3: Become best friends with the help desk

“Have a true alliance with your infrastructure and applications teams, particularly the help desk. These folks are the ‘boot on the ground’ when it comes to deploying patches or mitigations and the first to field trouble tickets or complaints raised by users,” said Josh Stabiner, CISO, General Atlantic. “Be respectful of their bandwidth and projects. Be honest and measured regarding risk; not every advisory is a ‘DEFCON 1’ situation, even if the vendor calls it an ‘emergency’.  Be prepared to discuss options for alternative mitigations in the event patches can’t be deployed on the normal cycle… If you take a collaborative tack and understand the process from their perspective you’ll find that they’ll reciprocate in kind and the frustration normally associated with vulnerability management evaporates and is replaced by teamwork devoted to confronting a common challenge.”

4: Let remediation happen on the technology owners’ platform of choice

Don’t force those who don’t work in security to learn security’s solution when they have a solution they already know and use.

“If your vulnerability management tool has great tracking capabilities to assist with remediation, it does not matter. The export function is more important. This is because tracking and fixing needs to take place where the owners of the target systems and applications live,” said Allan Alford (@AllanAlfordinTX), CISO of Mitel, and co-host of Defense in Depth podcast.

5: Connect vulnerability management scanners with ticketing

“The biggest challenge that I have is tracking and remediating vulnerabilities,” said Dr. Jackson Muhirwe (@muhirwe), deputy CISO, University of California, Davis. “We have great tools for scanning and discovering vulnerabilities however it is always the actions that are taken after that become a challenge.

“Integrate your vulnerability management tool with your ticketing and configuration management database (CMDB). If you are able to do this, then it would be possible for you to easily track and follow up with all the leads that have been assigned remediation tasks.”

6: Accept the fact that you can’t fix everything

“One of the biggest sources of frustration in vulnerability management comes from not having a strategy and a blanket ‘fix everything’ mindset,” said Hemanth Srinivasan, senior manager, application security, Autodesk. “Not all bugs will and can be fixed.”

Emilio Escobar (@eaescob), head of information security, Hulu, follows a simple pragmatism philosophy.

“Accept the reality that not every vulnerability is equal,” said Escobar. “Focus more on things that truly do matter.”

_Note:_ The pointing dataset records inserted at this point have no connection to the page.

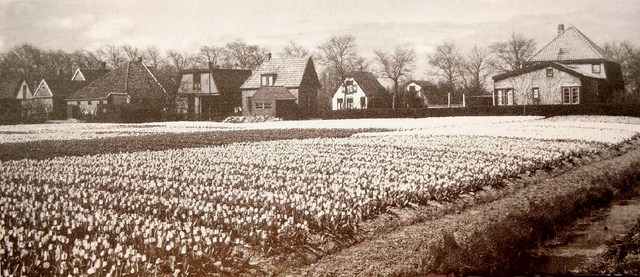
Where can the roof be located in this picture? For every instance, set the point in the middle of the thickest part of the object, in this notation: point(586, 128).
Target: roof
point(132, 78)
point(9, 88)
point(570, 45)
point(91, 75)
point(289, 72)
point(62, 88)
point(565, 68)
point(421, 83)
point(367, 82)
point(269, 93)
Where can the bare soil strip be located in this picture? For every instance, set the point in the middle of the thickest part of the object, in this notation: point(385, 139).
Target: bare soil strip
point(480, 238)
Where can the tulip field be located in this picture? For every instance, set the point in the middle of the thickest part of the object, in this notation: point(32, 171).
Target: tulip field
point(203, 210)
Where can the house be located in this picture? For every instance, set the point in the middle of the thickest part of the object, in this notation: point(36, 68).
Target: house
point(210, 92)
point(88, 74)
point(296, 75)
point(51, 93)
point(364, 91)
point(569, 70)
point(419, 93)
point(132, 85)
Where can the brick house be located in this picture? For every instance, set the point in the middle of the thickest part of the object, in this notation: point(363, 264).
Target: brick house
point(211, 92)
point(569, 70)
point(296, 75)
point(363, 91)
point(132, 86)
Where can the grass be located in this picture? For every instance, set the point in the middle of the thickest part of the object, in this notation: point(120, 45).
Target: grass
point(49, 149)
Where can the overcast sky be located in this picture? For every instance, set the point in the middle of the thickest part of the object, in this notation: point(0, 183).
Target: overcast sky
point(377, 24)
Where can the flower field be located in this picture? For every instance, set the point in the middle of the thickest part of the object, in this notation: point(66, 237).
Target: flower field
point(204, 210)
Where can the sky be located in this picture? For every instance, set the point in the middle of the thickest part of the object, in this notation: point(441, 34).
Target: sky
point(377, 24)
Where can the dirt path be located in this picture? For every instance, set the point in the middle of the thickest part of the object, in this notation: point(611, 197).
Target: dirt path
point(410, 249)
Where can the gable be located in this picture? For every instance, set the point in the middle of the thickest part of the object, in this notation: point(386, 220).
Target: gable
point(569, 45)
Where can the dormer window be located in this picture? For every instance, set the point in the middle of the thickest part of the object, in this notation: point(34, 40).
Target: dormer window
point(549, 72)
point(267, 79)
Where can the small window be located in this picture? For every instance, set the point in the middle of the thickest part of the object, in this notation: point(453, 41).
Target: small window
point(197, 81)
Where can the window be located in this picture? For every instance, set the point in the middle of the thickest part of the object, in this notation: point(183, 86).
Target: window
point(267, 79)
point(595, 68)
point(505, 97)
point(570, 95)
point(196, 81)
point(349, 103)
point(549, 72)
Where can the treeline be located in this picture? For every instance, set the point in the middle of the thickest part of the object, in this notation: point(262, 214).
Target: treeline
point(451, 69)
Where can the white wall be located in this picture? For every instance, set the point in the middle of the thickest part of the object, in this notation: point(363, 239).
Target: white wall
point(339, 94)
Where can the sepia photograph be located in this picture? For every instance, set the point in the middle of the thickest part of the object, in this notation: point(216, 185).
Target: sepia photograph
point(319, 138)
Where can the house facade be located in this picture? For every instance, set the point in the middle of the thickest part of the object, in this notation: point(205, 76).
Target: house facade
point(360, 90)
point(211, 92)
point(132, 85)
point(297, 75)
point(569, 70)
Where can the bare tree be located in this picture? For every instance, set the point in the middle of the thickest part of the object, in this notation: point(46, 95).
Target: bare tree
point(152, 56)
point(475, 70)
point(398, 64)
point(628, 56)
point(178, 60)
point(446, 59)
point(293, 50)
point(131, 52)
point(339, 55)
point(210, 55)
point(113, 55)
point(244, 55)
point(512, 55)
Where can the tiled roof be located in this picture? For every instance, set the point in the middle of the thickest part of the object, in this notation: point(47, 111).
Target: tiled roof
point(270, 93)
point(91, 75)
point(289, 72)
point(132, 78)
point(9, 88)
point(541, 65)
point(368, 83)
point(569, 45)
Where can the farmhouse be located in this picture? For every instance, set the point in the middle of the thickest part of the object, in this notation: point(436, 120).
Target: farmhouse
point(363, 91)
point(211, 92)
point(51, 93)
point(132, 85)
point(296, 75)
point(570, 70)
point(418, 93)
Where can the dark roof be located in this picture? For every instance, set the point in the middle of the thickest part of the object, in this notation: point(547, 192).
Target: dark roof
point(271, 93)
point(541, 65)
point(367, 82)
point(9, 88)
point(91, 75)
point(422, 83)
point(132, 78)
point(229, 80)
point(289, 72)
point(570, 45)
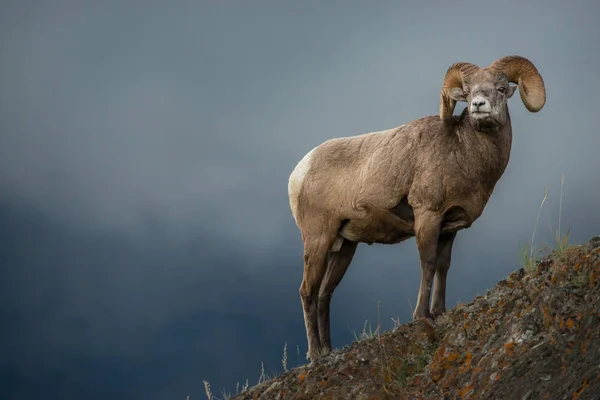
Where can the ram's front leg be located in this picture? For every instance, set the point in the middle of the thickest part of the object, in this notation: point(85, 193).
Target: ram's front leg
point(444, 255)
point(427, 230)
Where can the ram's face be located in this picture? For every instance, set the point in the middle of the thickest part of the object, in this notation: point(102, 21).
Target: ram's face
point(486, 94)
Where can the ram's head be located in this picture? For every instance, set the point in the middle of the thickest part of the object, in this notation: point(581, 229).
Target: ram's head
point(486, 90)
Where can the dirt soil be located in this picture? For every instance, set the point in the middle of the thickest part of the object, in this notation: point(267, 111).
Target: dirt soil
point(535, 335)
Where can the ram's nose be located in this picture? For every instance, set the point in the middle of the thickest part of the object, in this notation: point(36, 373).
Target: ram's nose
point(478, 102)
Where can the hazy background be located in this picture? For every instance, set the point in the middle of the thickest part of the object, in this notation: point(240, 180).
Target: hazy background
point(145, 147)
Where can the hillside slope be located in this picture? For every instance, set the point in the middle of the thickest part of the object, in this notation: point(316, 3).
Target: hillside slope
point(535, 335)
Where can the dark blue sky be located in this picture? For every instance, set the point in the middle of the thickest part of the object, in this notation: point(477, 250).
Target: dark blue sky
point(145, 146)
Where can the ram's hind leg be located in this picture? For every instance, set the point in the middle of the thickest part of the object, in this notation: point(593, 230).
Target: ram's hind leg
point(427, 228)
point(337, 265)
point(317, 243)
point(444, 255)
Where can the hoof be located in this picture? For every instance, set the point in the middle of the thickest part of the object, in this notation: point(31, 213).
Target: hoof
point(426, 315)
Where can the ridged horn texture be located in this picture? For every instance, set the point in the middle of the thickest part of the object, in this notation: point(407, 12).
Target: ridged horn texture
point(521, 71)
point(453, 79)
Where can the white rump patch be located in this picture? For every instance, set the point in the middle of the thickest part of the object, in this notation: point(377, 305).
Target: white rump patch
point(298, 175)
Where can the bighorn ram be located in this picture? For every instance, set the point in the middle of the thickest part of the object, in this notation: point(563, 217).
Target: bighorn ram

7: Prioritize vulnerabilities by criticality, risk, and simplicity

“You can’t boil the ocean and you shouldn’t,” argued Tomas Maldonado (@tomas_mald), CISO, International Flavors and Fragrances. “Take a risk-based approach to vulnerability management.” 

“Prioritize assets to be patched based upon the risk each specific asset presents to the business,” said Scott Foote, CISO and founder, Phenomenati.

When you begin, “focus only on the ones that can be remediated in a single cycle with available resources,” added adidas’ Newman.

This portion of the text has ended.